In my presentation, I would like to discuss one of Johannes’ arguments about existence of the Greater Magadha culture which is based on the analysis of selected fragments of the Upanisads (Kauṣītaki, Bṛhadaraṇyaka and Chāndogya). My main objection is that Johannes (similarly to many other researchers of classical Indian philosophy) choses from the Veda (I use this word generally, as the texts which include the four Vedas, the Brāhmaṇas, the Āraṇyakas and the early Upaniṣads) only those passages which seem to make a general sense even when they are taken out of their context. My concern is that their knowledge of the Vedic thinking is not based on careful reading of the texts — Johannes refers to a handful of passages from this huge pre-Buddhist corpus. The reason why he does not read the Vedic texts is expressed by him explicitly: ‘It is understandable that Kiparsky, and so many others with him, find it hard to think of the Aṣṭādhyāyī as contemporaneous with the Brāhmaṇas, those storehouses of magical thought (p. 203)’. Reading the Brāhmaṇas is just a waste of time!
In my books (2010, 2016/18, forthcoming), I show that the Vedic thought developed in a way any human thought develops: in the earliest texts, the fundamental assumptions about world and human beings are settled which are then elaborated by the successive generations in various ways. This means that one cannot understand the Brāhmaṇas without the knowledge of Ṛgveda and other Saṃhitās, and Āraṇyakas and Upaniṣads, without knowlegde of the Saṃhitās and the Brāhmaṇas, and moreover, the Epics without the knowledge of the Veda. I am aware that my knowledge of this huge corpus is not sufficient either, but I have read and analysed at least a part of it for the last 20 years.
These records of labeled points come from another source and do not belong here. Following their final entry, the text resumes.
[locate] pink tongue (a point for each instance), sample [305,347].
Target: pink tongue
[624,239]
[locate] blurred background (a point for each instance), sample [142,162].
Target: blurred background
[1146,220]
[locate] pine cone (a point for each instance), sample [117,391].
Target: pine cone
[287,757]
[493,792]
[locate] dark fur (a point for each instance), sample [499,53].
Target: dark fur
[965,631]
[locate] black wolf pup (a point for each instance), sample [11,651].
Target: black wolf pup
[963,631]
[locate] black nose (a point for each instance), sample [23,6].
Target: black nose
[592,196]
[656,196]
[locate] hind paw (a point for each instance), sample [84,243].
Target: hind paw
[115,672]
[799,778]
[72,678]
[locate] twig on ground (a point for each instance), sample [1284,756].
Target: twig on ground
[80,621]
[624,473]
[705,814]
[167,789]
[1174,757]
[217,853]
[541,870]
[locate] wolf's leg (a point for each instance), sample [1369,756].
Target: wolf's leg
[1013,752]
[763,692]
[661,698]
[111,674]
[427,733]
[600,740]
I will not be able to discuss all the quotations from the Upaniṣads Johannes analyses in his book (I have discussed them to some extent in Jurewicz 2016/18). I will focus on Yājñvalkya’s teachings presented in the BU 3-4. Johannes discusses BU 3.2.13, 4.4.3, 4.4.4-7, 4.4.22 to convince us that there is a novelty in Yājñvalkya’s thinking which is adopted by him under the influence of the Greater Magadha culture. I will show how the meaning of these fragments is different when we see them in context. Yājñvalkya refers and elaborates earlier Vedic thought and there is nothing in his argument that would make us to assume any external influence.